Bruxelles, 08/09/2011 (Agence Europe) - Les mesures provisoires d'interdiction de la mise en culture, d'utilisation et de mise sur le marché du mais génétiquement modifié MON-810 adoptées par la France en 2007 et 2008 (voir EUROPE n° 9577) en tant que « mesures d'urgence » auraient dû l'être en vertu du règlement 1829/2003 concernant les organismes génétiquement modifiés (OGM) destinés à l'alimentation humaine et animale et non en vertu de la clause de sauvegarde prévue par la directive 2001/18/CE sur la dissémination volontaire d'OGM) dans l'environnement.

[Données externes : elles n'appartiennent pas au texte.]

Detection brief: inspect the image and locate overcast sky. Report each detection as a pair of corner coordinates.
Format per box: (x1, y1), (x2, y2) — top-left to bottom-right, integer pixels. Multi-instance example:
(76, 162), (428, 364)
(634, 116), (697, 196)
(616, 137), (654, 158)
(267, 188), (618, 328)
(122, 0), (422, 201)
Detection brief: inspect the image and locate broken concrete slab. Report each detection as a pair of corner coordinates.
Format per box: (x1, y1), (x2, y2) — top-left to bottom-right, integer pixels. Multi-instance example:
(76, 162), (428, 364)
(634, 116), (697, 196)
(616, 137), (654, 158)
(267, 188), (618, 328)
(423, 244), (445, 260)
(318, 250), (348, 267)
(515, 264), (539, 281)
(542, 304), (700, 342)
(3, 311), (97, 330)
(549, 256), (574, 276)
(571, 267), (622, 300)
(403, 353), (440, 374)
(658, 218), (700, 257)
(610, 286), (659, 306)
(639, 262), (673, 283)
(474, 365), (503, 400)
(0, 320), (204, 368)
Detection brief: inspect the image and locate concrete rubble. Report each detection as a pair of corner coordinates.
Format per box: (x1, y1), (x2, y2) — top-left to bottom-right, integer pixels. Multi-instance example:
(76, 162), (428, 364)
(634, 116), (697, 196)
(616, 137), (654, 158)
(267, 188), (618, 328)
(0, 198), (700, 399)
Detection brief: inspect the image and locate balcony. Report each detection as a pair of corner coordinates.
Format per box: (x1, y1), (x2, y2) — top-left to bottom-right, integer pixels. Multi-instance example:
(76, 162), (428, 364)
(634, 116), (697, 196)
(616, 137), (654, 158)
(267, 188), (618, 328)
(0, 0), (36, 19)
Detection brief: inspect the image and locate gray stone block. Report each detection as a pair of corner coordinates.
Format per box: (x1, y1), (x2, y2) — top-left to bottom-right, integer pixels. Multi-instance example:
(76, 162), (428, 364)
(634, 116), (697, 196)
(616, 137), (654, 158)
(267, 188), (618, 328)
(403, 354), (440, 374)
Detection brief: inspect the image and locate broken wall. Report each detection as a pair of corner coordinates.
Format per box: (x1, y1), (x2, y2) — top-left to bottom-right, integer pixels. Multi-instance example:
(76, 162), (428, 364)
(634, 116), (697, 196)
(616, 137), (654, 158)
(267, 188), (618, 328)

À ce titre, le gouvernement français ne pouvait adopter ces mesures de sa propre initiative et directement, comme le prévoit la clause de sauvegarde de la directive, mais aurait dû informer « officiellement » la Commission de son intention de prendre de telles mesures et, en cas d'inaction de celle-ci, informer « le plus rapidement possible » la Commission et les autres États membres du contenu des mesures décidées, en démontrant, à travers une évaluation des risques « aussi complète que possible », non seulement leur urgence, mais aussi l'existence d'un « risque important mettant en péril de façon manifeste la santé humaine, la santé animale ou l'environnement ».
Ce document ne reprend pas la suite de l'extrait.